Ciuman Pertama Aruna

IV-163. Suara Hantaman



IV-163. Suara Hantaman

0Kebahagiaan tertinggi seorang laki-laki tatkala ia melihat perempuan yang ia cintai tidur dalam damai.     

Ini adalah definisi kebahagiaan dalam lubuk hati Mahendra.     

Merapikan tidur istrinya dan memandangi perempuan tersebut dengan tatapan penuh penghayatan. Ia tengah berdoa, mencium ujung-ujung jemari Aruna selepas menarik kursi mendekati tempat duduk perempuan yang tengah terbaring.     

Malam menggelap dan lelaki ini terlelap di atas sofa, kepalanya tergeletak letih di samping tubuh sang istri.     

***     

"Kenapa semalam ini belum pulang?" Gayatri mendapatkan pertanyaan dari Sukma. Perempuan yang kini terlihat lebih berisi dengan berbagai hobi barunya yakni mempelajari segala jenis meditasi dan olah tubuh tersebut, lekas bangkit meminta telepon genggam pada asisten rumah induk.     

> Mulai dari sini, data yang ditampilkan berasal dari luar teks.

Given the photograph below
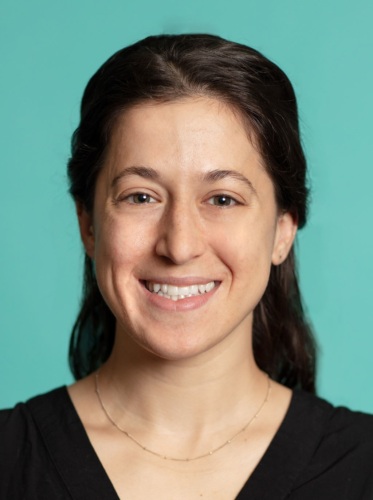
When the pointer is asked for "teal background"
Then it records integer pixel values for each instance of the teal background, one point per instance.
(49, 49)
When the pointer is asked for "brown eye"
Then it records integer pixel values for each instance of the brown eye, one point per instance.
(139, 199)
(222, 200)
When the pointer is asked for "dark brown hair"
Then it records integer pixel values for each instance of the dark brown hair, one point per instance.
(169, 67)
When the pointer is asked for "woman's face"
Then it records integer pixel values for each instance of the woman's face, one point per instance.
(185, 228)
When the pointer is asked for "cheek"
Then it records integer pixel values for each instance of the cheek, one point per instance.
(247, 251)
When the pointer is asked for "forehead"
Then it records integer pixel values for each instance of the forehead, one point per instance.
(201, 132)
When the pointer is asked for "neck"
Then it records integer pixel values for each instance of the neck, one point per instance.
(194, 394)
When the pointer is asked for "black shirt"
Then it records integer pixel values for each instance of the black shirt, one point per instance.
(319, 453)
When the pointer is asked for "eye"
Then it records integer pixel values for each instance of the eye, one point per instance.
(222, 200)
(139, 199)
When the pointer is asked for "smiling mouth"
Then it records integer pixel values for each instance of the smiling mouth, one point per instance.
(176, 293)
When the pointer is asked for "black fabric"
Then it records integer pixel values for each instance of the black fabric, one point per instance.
(319, 453)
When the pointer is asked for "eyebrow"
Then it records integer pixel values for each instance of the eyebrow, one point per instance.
(217, 175)
(211, 176)
(145, 172)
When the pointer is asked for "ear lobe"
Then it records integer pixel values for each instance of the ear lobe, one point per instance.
(285, 234)
(86, 229)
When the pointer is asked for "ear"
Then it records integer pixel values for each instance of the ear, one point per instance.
(86, 229)
(285, 234)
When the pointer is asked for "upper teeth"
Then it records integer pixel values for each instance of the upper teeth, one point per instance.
(179, 292)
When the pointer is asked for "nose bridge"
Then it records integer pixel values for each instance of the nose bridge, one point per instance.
(181, 236)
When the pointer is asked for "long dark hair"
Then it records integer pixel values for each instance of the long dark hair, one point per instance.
(165, 68)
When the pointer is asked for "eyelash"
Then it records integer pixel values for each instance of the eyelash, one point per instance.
(232, 200)
(131, 198)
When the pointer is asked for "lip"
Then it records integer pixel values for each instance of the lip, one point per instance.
(172, 280)
(187, 304)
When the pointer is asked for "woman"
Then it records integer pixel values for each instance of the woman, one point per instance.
(191, 344)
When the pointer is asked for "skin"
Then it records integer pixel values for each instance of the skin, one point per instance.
(183, 198)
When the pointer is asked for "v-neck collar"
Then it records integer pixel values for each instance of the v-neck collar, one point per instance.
(291, 449)
(84, 476)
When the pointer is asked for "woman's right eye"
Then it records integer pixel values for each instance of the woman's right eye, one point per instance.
(139, 199)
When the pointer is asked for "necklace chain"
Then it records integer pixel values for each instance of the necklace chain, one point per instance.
(175, 459)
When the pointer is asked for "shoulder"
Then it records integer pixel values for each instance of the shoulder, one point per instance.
(24, 459)
(337, 421)
(342, 448)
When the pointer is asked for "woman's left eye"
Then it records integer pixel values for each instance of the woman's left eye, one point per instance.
(140, 199)
(222, 200)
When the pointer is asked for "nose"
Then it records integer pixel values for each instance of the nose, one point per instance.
(181, 237)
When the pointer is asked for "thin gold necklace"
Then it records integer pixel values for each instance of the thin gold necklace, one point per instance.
(175, 459)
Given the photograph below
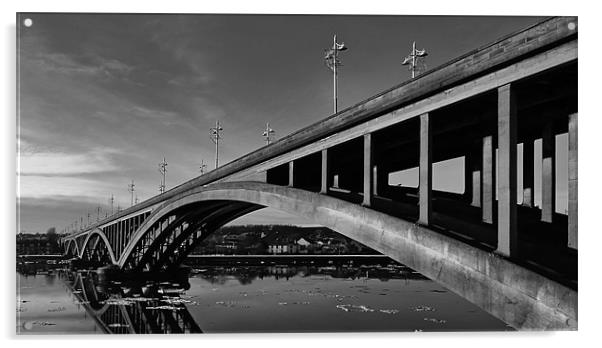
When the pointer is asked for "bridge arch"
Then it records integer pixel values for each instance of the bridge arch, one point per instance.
(520, 297)
(71, 247)
(103, 238)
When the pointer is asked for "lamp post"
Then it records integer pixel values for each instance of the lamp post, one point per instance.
(131, 191)
(202, 167)
(267, 132)
(162, 170)
(332, 61)
(412, 58)
(215, 137)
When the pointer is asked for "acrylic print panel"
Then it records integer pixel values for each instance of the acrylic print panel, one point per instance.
(195, 173)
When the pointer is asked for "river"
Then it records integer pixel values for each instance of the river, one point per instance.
(268, 296)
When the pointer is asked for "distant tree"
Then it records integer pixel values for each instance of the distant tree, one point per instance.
(52, 238)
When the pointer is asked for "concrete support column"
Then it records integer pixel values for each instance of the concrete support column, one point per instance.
(424, 188)
(507, 225)
(381, 180)
(528, 174)
(572, 240)
(325, 168)
(487, 179)
(548, 169)
(468, 159)
(374, 180)
(368, 170)
(291, 173)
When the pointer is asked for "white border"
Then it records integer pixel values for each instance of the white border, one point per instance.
(589, 154)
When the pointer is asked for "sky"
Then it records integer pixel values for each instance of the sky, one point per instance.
(103, 98)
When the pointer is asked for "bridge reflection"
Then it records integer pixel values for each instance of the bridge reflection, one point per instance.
(132, 307)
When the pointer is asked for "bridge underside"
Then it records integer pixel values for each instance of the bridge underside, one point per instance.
(520, 297)
(505, 241)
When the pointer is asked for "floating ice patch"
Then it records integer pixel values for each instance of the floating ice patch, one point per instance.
(436, 321)
(177, 301)
(118, 325)
(355, 308)
(389, 311)
(43, 323)
(116, 302)
(173, 308)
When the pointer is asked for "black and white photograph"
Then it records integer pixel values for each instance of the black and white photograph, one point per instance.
(190, 173)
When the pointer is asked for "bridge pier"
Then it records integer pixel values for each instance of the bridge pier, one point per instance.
(324, 174)
(528, 174)
(488, 179)
(425, 168)
(548, 173)
(507, 243)
(368, 170)
(573, 192)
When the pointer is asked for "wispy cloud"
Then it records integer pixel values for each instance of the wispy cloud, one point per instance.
(57, 163)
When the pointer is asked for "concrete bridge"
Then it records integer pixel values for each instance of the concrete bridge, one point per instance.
(491, 243)
(117, 313)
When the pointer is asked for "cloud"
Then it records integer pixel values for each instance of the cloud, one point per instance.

[...] panggilannya yang tertuju pada putranya tak ada yang menanggapi. Bahunya terangkat ke arah sang ibu.     

"Coba kamu hubungi Herry," lirih sukma.     

[saya akan menemui anda, mohon ditunggu,] ini balasan Herry selepas panggilan yang berisikan kalimat pertanyaan terkait keberadaan putranya, Mahendra.     

Mata Gayatri menerawang menyadari sesuatu tak beres. "Oma, aku keluar sebentar," ujar Gayatri.     

Wajah sukma menunjukkan kerutan, ia kurang setuju, "jangan khawatir, Herry sebentar lagi datang, nanti ia memberi tahu di mana cucu anda, nyonya," ledek Gayatri meredakan kerutan Sukma.     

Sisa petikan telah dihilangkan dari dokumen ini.